Memoirs and musings of Darius Bashar. Toronto portrait photographer and writer, in pursuit of all things real, raw and intimate. 

Portrait #004 - Turtle

Portrait 004 had a few lessons that have helped a great deal with future shoots. The most important lesson was that a happy model does not necessarily guarantee you happy (looking) photos. 

If you know Turtle (AKA Faramarz Hashemi), you know that he's one of the most optimistic, happy dudes on the planet. He's always saying something nice about people or telling you an epic story about some incredible synchronistic adventure. 2 mins alone with him and you'll be able to see the magic that exists throughout the Universe. 

Something very interesting happened during our shoot. I'd be talking with him and that loveable Turtle that I knew would be totally present, but the moment I'd bring the camera up to my face, he'd immediately (and subconsciously) default to a very sombre and subdued pose. This happens a lot, especially with non-actors and non-models. It's very typical. They have no idea they are doing it. The moment you bring your camera down they usually revert back to their normal selves. It's such a fascinating phenomenon to witness. It can also be super frustrating if you can't work around it. The solution is simple. You need to get them out of their head. I've found this is best accomplished through a strategic mixture of Confidence + Distraction + Flow

a) CONFIDENCE: You need to find authentic moments and actionable feedback to sprinkle in as early as possible to get them feeling confident. The key is not to over praise them. If you tell them every shot is "great" then they will eventually become numb to your encouragement and lose trust in you. 

b) DISTRACT: Give them activities to do that will get them out of their own head (genuinely engage them in conversation, get them to pick the playlist, have them tell you a story, make them laugh, etc)

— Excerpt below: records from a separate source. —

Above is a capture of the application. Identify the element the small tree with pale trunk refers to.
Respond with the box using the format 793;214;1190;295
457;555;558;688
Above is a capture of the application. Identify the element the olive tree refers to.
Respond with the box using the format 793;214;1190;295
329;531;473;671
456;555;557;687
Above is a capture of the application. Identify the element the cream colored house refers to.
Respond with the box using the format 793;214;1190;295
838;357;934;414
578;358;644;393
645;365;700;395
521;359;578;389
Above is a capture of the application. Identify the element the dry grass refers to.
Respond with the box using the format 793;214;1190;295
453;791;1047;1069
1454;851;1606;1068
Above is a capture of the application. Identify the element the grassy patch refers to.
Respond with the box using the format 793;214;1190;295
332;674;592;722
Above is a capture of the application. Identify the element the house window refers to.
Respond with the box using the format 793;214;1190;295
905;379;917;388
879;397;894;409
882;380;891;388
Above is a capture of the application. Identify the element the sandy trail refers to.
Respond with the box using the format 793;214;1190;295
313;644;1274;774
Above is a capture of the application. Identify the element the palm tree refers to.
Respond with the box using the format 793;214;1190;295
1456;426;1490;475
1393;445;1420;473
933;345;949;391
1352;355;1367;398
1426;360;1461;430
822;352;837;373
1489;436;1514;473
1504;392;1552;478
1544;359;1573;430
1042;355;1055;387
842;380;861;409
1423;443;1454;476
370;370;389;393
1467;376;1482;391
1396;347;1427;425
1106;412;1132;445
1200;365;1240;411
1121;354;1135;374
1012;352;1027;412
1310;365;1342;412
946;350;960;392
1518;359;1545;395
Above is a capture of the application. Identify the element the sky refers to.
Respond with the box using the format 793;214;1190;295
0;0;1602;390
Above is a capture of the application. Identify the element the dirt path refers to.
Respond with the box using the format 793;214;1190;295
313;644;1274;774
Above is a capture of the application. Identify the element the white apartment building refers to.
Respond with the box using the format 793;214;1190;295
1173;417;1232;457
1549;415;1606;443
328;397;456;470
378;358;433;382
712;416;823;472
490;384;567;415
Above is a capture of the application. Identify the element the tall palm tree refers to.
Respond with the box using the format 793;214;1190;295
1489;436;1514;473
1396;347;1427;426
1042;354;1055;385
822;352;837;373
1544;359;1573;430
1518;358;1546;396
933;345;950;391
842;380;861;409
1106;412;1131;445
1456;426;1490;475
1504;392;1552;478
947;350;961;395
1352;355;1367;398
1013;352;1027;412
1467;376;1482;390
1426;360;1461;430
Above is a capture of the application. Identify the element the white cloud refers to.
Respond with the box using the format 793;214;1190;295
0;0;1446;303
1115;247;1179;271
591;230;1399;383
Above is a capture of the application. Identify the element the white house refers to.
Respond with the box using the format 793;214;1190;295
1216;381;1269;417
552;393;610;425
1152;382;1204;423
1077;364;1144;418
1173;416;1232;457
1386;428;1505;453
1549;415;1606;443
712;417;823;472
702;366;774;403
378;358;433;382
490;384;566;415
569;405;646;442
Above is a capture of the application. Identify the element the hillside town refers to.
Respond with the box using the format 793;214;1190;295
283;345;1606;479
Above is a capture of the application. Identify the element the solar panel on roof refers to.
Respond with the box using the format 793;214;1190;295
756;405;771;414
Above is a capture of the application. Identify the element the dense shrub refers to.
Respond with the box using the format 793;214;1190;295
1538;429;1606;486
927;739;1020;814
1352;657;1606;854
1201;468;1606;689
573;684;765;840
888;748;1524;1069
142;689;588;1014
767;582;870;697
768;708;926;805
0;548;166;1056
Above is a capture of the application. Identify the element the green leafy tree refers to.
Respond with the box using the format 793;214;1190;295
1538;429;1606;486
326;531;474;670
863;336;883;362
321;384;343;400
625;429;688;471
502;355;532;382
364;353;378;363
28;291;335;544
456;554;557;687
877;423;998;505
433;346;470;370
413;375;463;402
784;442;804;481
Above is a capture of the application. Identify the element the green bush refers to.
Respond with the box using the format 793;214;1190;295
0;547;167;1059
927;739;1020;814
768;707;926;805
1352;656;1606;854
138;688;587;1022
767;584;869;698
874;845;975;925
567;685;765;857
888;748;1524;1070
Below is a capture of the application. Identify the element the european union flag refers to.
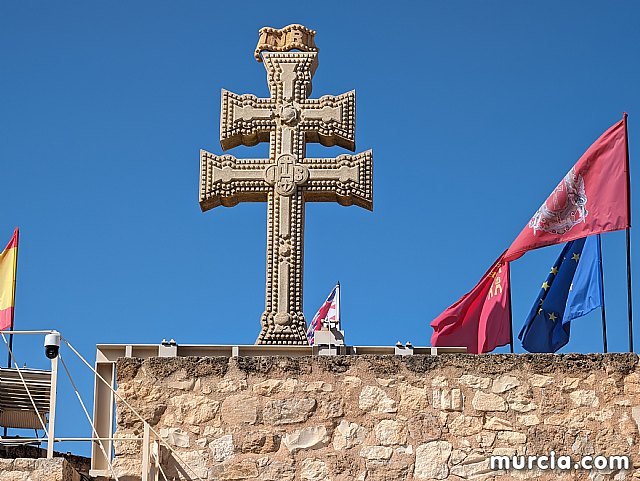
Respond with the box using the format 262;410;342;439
519;236;603;353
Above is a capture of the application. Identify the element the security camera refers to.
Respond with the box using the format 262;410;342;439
44;332;61;359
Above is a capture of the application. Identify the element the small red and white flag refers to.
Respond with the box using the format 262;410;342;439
307;284;339;345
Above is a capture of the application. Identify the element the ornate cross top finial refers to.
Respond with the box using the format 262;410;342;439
200;26;373;344
254;24;318;61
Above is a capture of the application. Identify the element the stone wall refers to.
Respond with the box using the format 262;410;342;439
113;354;640;480
0;457;82;481
1;446;91;477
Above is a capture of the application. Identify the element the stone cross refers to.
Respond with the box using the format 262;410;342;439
199;26;373;344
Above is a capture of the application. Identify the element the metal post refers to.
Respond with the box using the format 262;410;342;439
597;234;608;352
47;356;58;459
626;228;633;352
507;263;514;353
336;281;341;330
624;113;633;352
331;282;340;355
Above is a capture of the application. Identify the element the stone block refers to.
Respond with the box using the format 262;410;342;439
431;376;449;387
517;414;540;426
253;379;297;395
432;388;463;411
240;431;280;454
508;396;537;413
414;441;452;480
299;458;328;481
398;382;428;411
484;416;513;431
359;445;393;461
448;414;483;436
171;394;220;425
407;412;444;443
530;374;554;387
283;426;329;452
219;459;259;480
492;375;520;393
222;394;259;424
496;430;527;445
168;379;195;390
472;391;508;412
374;419;407;446
263;398;316;425
570;389;600;407
359;385;397;413
210;434;234;462
319;398;344;419
561;377;581;391
303;380;333;392
459;374;491;389
258;460;296;481
333;420;367;450
449;457;493;478
160;427;190;448
217;378;248;393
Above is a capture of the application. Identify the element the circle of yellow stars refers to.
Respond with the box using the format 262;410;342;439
538;252;581;322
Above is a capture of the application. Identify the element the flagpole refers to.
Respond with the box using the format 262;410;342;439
332;282;340;355
507;263;514;353
336;281;341;330
627;229;633;352
597;234;608;353
624;113;634;353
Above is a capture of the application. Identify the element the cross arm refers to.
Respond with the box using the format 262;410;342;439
199;150;271;211
300;91;356;151
220;90;277;151
301;150;373;210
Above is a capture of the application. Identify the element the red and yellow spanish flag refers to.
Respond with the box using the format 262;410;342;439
0;228;19;331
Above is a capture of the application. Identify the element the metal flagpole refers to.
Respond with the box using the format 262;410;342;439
336;281;341;331
624;113;634;353
597;234;608;353
330;282;339;355
507;263;514;353
627;228;633;353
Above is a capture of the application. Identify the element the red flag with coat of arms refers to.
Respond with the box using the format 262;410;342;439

c) FLOW: Sometimes even if people are taking bad photos, I'll just keep shooting and progressively get faster and faster. The idea is to shoot faster than that little voice in their heads can speak. You need to pace yourself with this and make sure your not tiring them out. Each person will have a different ideal flow speed. It's your job to find it and push them to their limits, without exhausting them too early.